Secondly, this model of urbanisation has ‘gifted’ cities with the element that powerful city-makers do not want: slums and slum dwellers. Slums are the strongest symbol of the failure of urban development plans and policies. Mumbai’s growth, even with 20-year plans, led to more slums over 40 years. Dharavi’s redevelopment by the Adani Group is set to worsen this. Given the rising and exorbitant prices of real estate and the lack of affordable housing – for purchase or rent – migrants and others are forced into slums and informal settlements. Maharashtra has consistently reported the largest number of slums in India, – about 30-32 percent of all India – with Mumbai leading the list with more than 11.8 million or half its population in informal settlements. Thirdly, Maharashtra’s model, more specifically Mumbai’s, has been unofficially adopted as the default way to urbanise in many parts of India without recognising that it gives primacy to land values, creation of land banks (from the sea in Mumbai or forests in other cities), and irrational monetisation of land. This model implicitly considers all natural areas such as urban forests, green open spaces, hills, rivers and lakes as areas to be potentially exploited for construction – and profit.

Mumbai lost 2,028 hectares of tree cover in only six years between 2016 and 2022, according to the Brihanmumbai Municipal Corporation data; now its salt pan lands are being ‘developed’. Thane’s built-up area increased by 27.5 percent between 1995 and 2020 during which open spaces reduced by nearly 30 percent, wetlands by around 19 percent and mangroves by 36 percent, according to a study published in the Journal of Integrated Disaster Risk Management. Planners and developers have consistently refused to recognise these as natural buffers against flooding. Besides, the prevailing model or urbanisation makes surfaces impervious. The combined effect, naturally, is higher levels of heat, more flooding and air pollution.

Fourth, urbanisation of this kind has only led to greater levels of inequality in cities. Mumbai, and increasingly Pune and Thane too, are sites of great inequality in not only income and wealth but also in spatial and social terms. It is time to ask the question as urbanist Richard Florida did of London and New York whether the super-rich are ruining cities for others.

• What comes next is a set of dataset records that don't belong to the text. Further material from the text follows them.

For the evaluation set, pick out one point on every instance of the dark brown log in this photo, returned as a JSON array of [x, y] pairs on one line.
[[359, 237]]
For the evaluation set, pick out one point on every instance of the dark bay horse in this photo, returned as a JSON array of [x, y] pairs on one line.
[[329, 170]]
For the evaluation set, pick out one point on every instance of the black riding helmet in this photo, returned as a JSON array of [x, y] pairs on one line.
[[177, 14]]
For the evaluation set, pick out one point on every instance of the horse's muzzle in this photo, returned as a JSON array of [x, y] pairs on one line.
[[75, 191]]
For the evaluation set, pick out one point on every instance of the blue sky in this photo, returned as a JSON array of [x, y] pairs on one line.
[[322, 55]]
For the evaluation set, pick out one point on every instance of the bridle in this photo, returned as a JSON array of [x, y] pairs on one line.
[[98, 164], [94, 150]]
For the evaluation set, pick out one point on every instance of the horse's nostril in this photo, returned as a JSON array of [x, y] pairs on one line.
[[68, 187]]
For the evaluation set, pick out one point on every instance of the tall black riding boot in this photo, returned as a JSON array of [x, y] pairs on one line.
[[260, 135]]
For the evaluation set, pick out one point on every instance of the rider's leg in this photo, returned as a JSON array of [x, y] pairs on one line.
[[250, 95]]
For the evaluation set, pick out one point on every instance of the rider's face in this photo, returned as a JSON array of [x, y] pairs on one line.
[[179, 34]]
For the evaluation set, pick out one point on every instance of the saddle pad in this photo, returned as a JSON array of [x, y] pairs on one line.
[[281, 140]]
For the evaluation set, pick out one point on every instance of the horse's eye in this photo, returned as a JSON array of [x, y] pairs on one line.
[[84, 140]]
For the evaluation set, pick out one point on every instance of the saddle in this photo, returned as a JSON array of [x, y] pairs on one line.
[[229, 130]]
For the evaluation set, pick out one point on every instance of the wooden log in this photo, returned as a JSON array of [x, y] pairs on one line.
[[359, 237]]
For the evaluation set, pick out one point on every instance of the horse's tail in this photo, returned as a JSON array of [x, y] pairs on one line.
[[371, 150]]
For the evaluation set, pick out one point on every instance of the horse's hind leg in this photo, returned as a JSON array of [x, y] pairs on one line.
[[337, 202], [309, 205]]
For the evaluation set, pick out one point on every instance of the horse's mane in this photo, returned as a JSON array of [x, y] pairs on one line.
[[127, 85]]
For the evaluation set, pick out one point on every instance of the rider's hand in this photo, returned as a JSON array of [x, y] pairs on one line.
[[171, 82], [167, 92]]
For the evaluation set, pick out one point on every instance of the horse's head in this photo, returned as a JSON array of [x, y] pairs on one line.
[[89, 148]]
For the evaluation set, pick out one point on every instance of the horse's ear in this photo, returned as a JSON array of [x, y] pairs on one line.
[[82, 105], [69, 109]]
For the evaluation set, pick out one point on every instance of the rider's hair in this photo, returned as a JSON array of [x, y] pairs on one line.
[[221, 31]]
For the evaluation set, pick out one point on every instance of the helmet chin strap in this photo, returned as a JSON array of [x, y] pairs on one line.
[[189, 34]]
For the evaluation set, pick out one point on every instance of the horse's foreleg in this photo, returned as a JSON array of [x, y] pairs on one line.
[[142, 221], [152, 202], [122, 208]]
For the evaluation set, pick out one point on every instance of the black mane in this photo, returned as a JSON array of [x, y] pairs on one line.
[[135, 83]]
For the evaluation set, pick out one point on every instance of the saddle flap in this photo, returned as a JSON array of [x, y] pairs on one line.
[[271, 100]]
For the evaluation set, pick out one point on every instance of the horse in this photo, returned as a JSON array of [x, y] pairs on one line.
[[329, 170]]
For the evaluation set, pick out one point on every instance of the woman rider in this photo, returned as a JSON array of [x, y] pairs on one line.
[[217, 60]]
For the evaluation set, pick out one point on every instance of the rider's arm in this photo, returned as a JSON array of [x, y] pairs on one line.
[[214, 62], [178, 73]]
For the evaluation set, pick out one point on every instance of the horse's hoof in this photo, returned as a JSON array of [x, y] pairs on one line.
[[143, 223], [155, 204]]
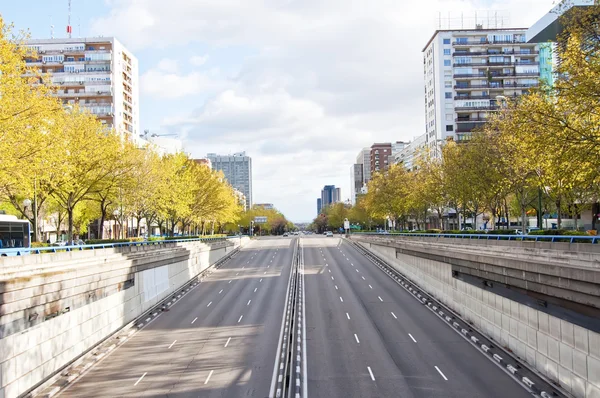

Urbanisation done this way is unsustainable and cannot continue – for both people and nature. And the antidotes are not nearly enough. There are ‘flood hazard plans’ or heat action plans or the Mumbai Climate Action Plans which aim to only mitigate the impacts of extreme weather events. What Maharashtra’s cities need are neighbourhood-based nature-led urban plans. These are possible if the movers and shakers listen.

Smruti Koppikar is a Mumbai-based independent journalist, essayist and city chronicler. This article is part of an 8-segment series about issues that are crucial to Maharashtra’s development.